O homem ao se humanizar interpreta-se concretamente. A matéria subsiste e se instala na ação silenciosa de instauração de mundo pela obra de arte. Se toda matéria necessariamente ocupa uma forma, também necessariamente impõe a dúvida de sua constituição poética, seja desaparecendo num utensílio – dando espaço à sua utilidade – ou aparecendo na inaugurabilidade da obra de arte. A necessidade de outrar-se é própria da matéria, portanto, inerente ao homem.

Referências bibliográficas

CASTRO, Manuel Antônio de. “Aprender com a dança”. In: Travessia Poética. 2011. Disponível em: http://travessiapoetica.blogspot.com.br/2011/01/aprender-com-danca-prof.html.
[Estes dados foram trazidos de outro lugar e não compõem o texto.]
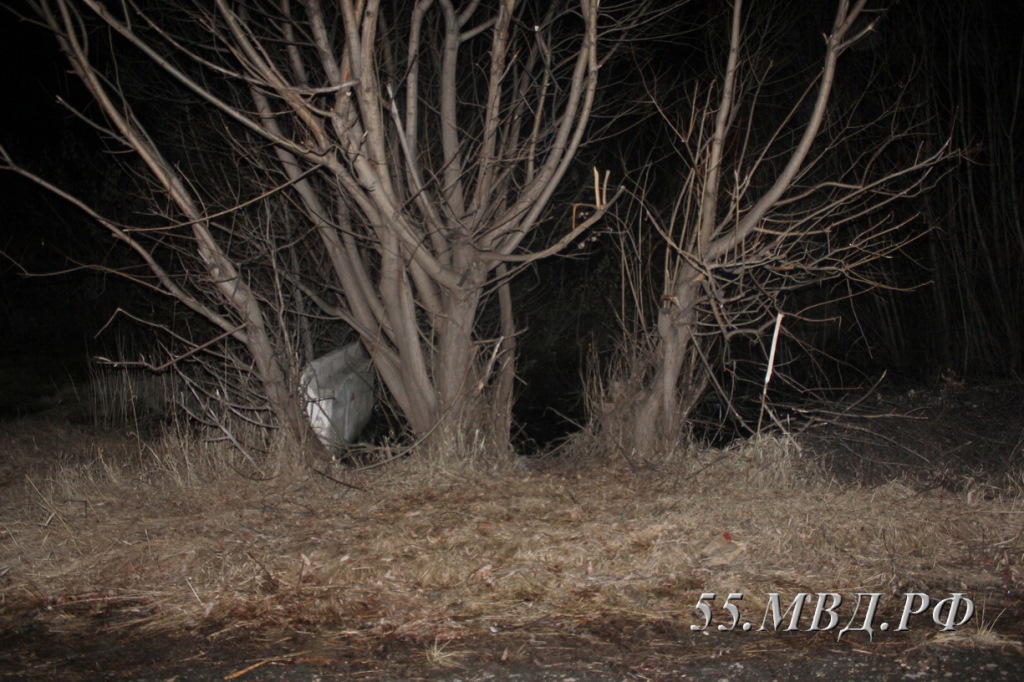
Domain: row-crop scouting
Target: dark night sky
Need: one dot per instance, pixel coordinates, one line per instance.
(37, 131)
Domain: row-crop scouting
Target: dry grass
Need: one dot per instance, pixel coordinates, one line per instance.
(166, 535)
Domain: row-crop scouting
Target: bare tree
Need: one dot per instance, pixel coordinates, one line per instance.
(760, 213)
(378, 164)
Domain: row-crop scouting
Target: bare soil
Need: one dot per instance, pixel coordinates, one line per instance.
(125, 558)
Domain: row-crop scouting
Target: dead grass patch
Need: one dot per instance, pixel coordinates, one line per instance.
(434, 555)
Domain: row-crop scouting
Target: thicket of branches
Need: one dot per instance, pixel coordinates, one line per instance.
(792, 187)
(385, 168)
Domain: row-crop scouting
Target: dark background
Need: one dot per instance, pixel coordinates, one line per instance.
(564, 303)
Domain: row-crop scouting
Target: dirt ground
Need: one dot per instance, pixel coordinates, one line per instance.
(128, 558)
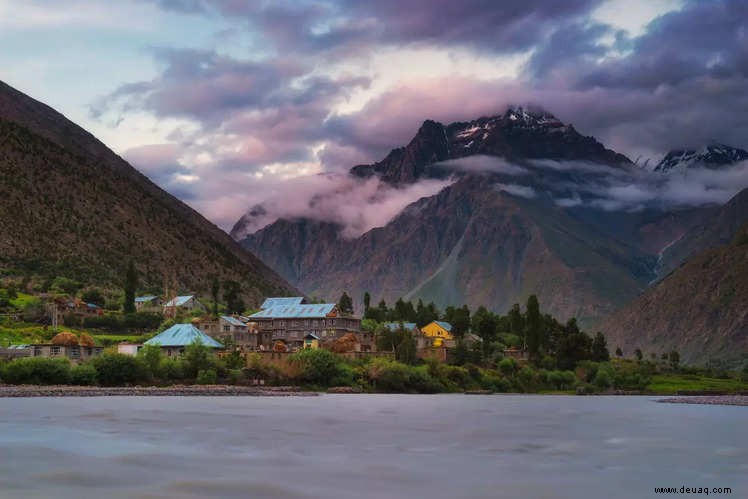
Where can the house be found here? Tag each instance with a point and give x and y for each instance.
(15, 352)
(234, 329)
(148, 303)
(75, 309)
(76, 353)
(174, 340)
(422, 341)
(515, 353)
(238, 332)
(186, 303)
(311, 341)
(290, 324)
(288, 301)
(439, 332)
(129, 348)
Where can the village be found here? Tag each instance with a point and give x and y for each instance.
(281, 327)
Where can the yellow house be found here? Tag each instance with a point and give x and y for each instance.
(439, 331)
(311, 341)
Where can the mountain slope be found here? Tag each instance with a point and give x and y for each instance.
(471, 243)
(69, 206)
(700, 310)
(711, 156)
(516, 135)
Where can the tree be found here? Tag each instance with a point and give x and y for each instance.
(131, 285)
(516, 324)
(459, 318)
(403, 311)
(533, 330)
(64, 285)
(93, 295)
(674, 358)
(215, 289)
(345, 304)
(232, 297)
(599, 351)
(573, 346)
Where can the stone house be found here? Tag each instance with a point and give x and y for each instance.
(290, 324)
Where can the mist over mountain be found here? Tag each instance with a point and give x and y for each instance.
(71, 207)
(527, 205)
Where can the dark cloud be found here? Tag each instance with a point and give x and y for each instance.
(679, 84)
(485, 25)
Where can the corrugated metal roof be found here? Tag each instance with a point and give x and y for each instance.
(295, 311)
(394, 326)
(181, 335)
(281, 300)
(146, 298)
(232, 320)
(178, 301)
(445, 325)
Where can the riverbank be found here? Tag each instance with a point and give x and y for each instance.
(741, 400)
(11, 391)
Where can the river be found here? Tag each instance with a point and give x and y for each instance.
(367, 446)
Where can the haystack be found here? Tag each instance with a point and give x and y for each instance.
(66, 338)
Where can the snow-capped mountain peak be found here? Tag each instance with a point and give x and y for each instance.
(710, 156)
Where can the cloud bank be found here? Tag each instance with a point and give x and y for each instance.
(354, 204)
(288, 89)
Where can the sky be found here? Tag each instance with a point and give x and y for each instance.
(225, 103)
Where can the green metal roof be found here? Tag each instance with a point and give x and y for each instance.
(282, 300)
(316, 310)
(394, 326)
(445, 325)
(181, 335)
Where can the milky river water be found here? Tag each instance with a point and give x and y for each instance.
(368, 446)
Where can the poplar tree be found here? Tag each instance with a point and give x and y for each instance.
(131, 284)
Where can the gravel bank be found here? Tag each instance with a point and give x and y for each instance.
(709, 400)
(146, 391)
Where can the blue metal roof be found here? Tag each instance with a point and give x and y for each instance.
(232, 320)
(282, 300)
(316, 310)
(178, 301)
(394, 326)
(145, 299)
(181, 335)
(445, 325)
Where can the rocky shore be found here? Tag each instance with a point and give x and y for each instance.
(741, 400)
(7, 391)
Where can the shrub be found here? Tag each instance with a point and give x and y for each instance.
(603, 379)
(317, 366)
(83, 374)
(206, 377)
(389, 376)
(234, 376)
(197, 357)
(508, 366)
(37, 371)
(115, 369)
(170, 369)
(421, 381)
(496, 383)
(151, 357)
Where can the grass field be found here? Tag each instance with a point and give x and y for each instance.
(671, 383)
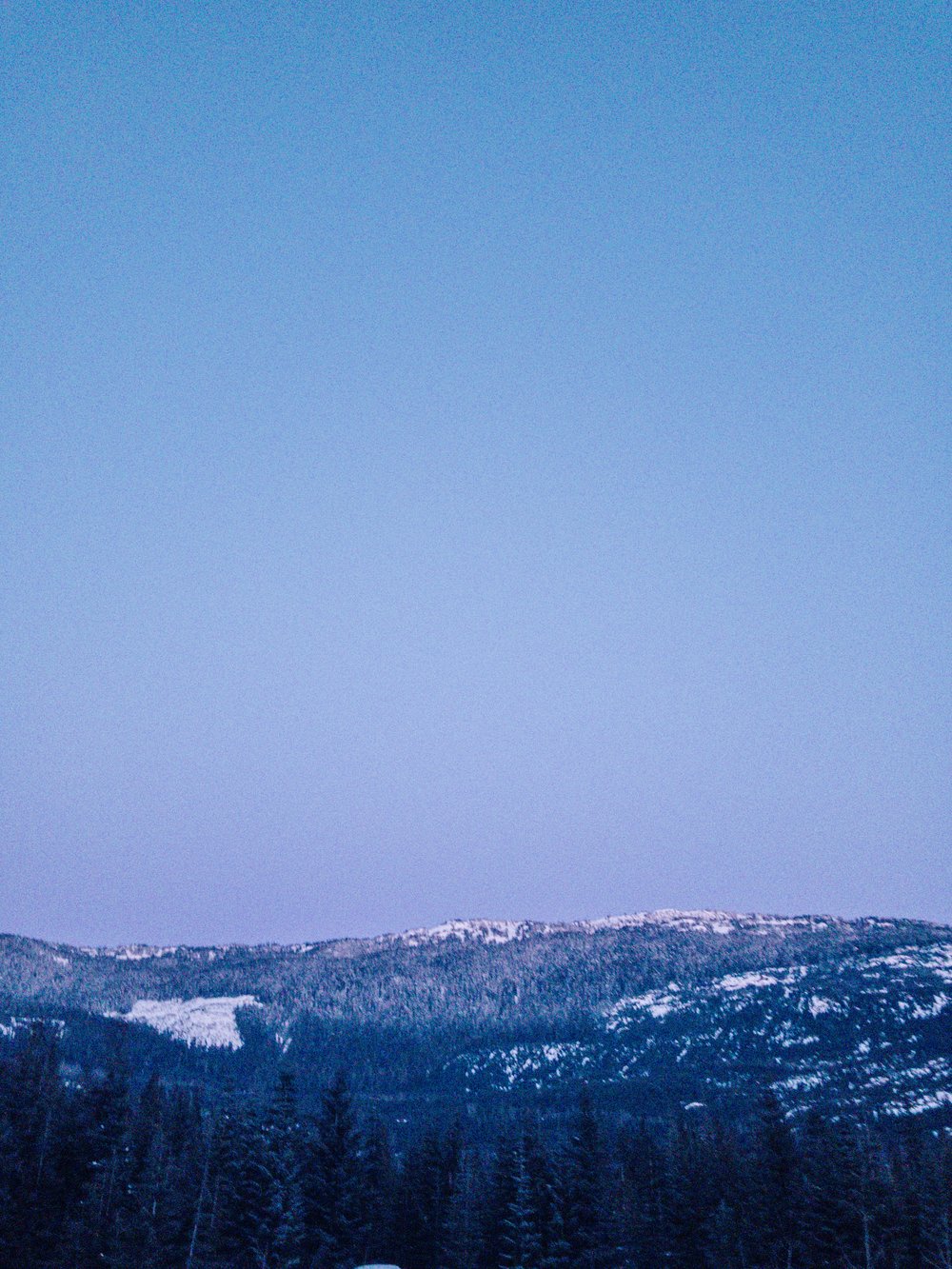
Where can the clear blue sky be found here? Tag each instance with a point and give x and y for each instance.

Acesso: 20 nov. 2013.
FOGEL, Gilvan. “O desaprendizado do símbolo (a poética do ver imediato)”. In: Revista Tempo Brasileiro. Rio de Janeiro: Tempo Brasileiro, nº 171, pp. 39-51, 2007. Trimestral.
HEIDEGGER, Martin. A origem da obra de arte. Tradução de Idalina Azevedo e Manuel Antônio de Castro. São Paulo: Edições 70, 2010.

LEÃO, Emmanuel Carneiro. “O problema da ‘Poética’ de Aristóteles”. In: Aprendendo a pensar. Vol. II. Petrópolis: Vozes, 1992.

Referência do ensaio no livro

PESSANHA, Fábio Santana. “Matéria”. In: CASTRO, Manuel Antônio de et al. (orgs.). Convite ao pensar. Rio de Janeiro: Tempo Brasileiro, 2014.